Как колбаса. Вопрос на засыпку: если начинить голубца-голубчика не мясом, а обрезками докторской колбасы, вытошнит или нет?
«Вырвет. Даже не пробуй. Как пить дать, вырвет. Но если приспичило продемонстрировать характер, как ты любишь, то можешь проверить. Какой же ты еще у меня незрелый!»
«Ты сама учила, что настоящая зрелость…»
«…наступает тогда, когда приходит осознание счастья…»
«…от наделанных в молодости глупостей. А я ни о чем не жалею».
«Ну и хорошо. Выходит, что молодость твоя еще не окончилась, Болтун Болтунович».
За спиной чавкает убравшаяся в косяк дверь, я придирчиво осматриваю одежку, прежде не знававшую никаких знаков отличия. Все как и было, даже провисшей петли нет, тем более порванной нити. На всякий случай глупо разглядываю ладонь, словно орден мог перекочевать на нее в виде черной метки, присланной вероломно покинутой спортсменкой-байдарочницей. К счастью, в моей донжуанской галерее таких трофеев никогда не водилось. Слишком плечистые, шаль не набросить, только плед. Плечистые и наверняка чрезмерно выносливые.
«Да-а, дорогая мамулечка, с тобой не соскучишься».
«С тобой, сынок, тоже. Ну чего ты туда потащился? Знаешь же, что не может, не мо-жет никакая болезнь с тобой приключиться. По крайней мере, пока я о тебе забочусь».

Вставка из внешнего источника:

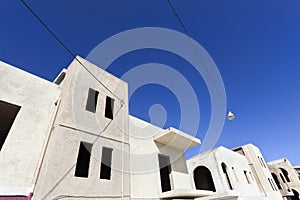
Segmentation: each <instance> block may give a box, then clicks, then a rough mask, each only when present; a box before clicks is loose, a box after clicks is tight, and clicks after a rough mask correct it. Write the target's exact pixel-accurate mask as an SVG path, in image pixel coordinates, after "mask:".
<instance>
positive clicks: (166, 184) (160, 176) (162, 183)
mask: <svg viewBox="0 0 300 200" xmlns="http://www.w3.org/2000/svg"><path fill="white" fill-rule="evenodd" d="M158 162H159V173H160V185H161V190H162V192H166V191H170V190H171V180H170V174H171V171H172V170H171V164H170V157H169V156H165V155H161V154H159V155H158Z"/></svg>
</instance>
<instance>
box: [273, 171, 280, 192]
mask: <svg viewBox="0 0 300 200" xmlns="http://www.w3.org/2000/svg"><path fill="white" fill-rule="evenodd" d="M272 177H273V179H274V181H275V183H276V185H277V187H278V189H280V190H281V189H282V187H281V185H280V182H279V180H278V177H277V176H276V174H274V173H272Z"/></svg>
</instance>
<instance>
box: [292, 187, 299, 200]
mask: <svg viewBox="0 0 300 200" xmlns="http://www.w3.org/2000/svg"><path fill="white" fill-rule="evenodd" d="M292 192H293V194H294V196H292V200H299V192H297V191H296V190H294V189H292Z"/></svg>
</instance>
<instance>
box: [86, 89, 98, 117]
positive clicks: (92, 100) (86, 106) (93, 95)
mask: <svg viewBox="0 0 300 200" xmlns="http://www.w3.org/2000/svg"><path fill="white" fill-rule="evenodd" d="M98 95H99V92H98V91H96V90H94V89H92V88H89V94H88V99H87V102H86V107H85V109H86V110H87V111H90V112H93V113H95V112H96V108H97V101H98Z"/></svg>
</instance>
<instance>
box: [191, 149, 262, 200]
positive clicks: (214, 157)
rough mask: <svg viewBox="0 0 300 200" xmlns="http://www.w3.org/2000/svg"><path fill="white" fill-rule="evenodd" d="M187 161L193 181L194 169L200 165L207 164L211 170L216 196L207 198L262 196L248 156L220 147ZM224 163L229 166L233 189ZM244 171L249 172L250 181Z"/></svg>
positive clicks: (195, 168) (207, 166)
mask: <svg viewBox="0 0 300 200" xmlns="http://www.w3.org/2000/svg"><path fill="white" fill-rule="evenodd" d="M187 163H188V169H189V173H190V176H191V180H192V182H193V183H194V170H195V169H196V168H197V167H198V166H205V167H207V168H208V169H209V170H210V172H211V174H212V177H213V181H214V184H215V188H216V192H215V193H214V197H206V199H215V198H216V197H222V198H223V197H224V198H225V197H226V196H227V197H229V196H236V197H240V196H248V197H256V198H258V197H259V196H260V192H259V190H258V187H257V184H256V181H255V179H254V177H253V174H252V172H251V169H250V167H249V165H248V163H247V160H246V158H245V157H244V156H242V155H240V154H238V153H236V152H233V151H231V150H229V149H227V148H225V147H219V148H216V149H213V150H211V151H208V152H205V153H202V154H200V155H197V156H194V157H192V158H191V159H189V160H188V162H187ZM222 163H224V164H225V165H226V166H227V173H228V176H229V180H230V183H231V185H232V190H231V189H230V188H229V185H228V182H227V179H226V176H225V174H224V172H223V169H222ZM244 171H245V172H246V174H247V178H248V180H249V182H248V181H247V178H246V176H245V174H244V173H245V172H244ZM193 187H195V183H194V184H193ZM199 199H200V198H199Z"/></svg>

«Представь на минуточку, что так и было задумано: попробовать, как это… когда позаботиться некому? Да нет же, не в том смысле…»
«Н-да, формулировать ты горазд. Попробовал?»
«Ну да. И все, кстати сказать, нормально получалось. Пока ты с орденом не подоспела».
«Миру – мир, фарсу – фарс. Отличная награда. Или не пришелся орденок? Слишком уж ты, Ванюша, впечатлительный у меня. И увлекающийся. Останавливаться вовремя не умеешь. Ведь не подумал беспечной своей головой, что запросто мог бы “надумать” себе болячку. Сплошь и рядом такое случается. А мне потом маяться. Кто знает, как справляться с недугом, который из мыслей в тело перекочевал? С тем, что, по сути, сам на себя наслал? Я ведь не всесильная. Ну да ладно. Будем считать – обошлось. Какие теперь планы?»
«Попробую денег на Прагу найти».
«Ты еще не устал? Вижу, нет. Не наигрался. Решил продолжать».
«Не-а. В смысле, и не устал, и не наигрался. Отличное может выйти приключение. Заграница опять же. А доктору, если “выкарабкаюсь”, премия. Или с премией я загнул?»
«В общем и целом. Кстати, где предполагаешь деньгами разжиться? Ломбард? Может, лучше я, раз уж…»
«Можно ты не будешь вмешиваться?»
«Как пойдет».
«Хорошо пойдет».
«Ну-ну».
«Очень тебя прошу. Могу я рассчитывать на подарок к тридцатилетию?»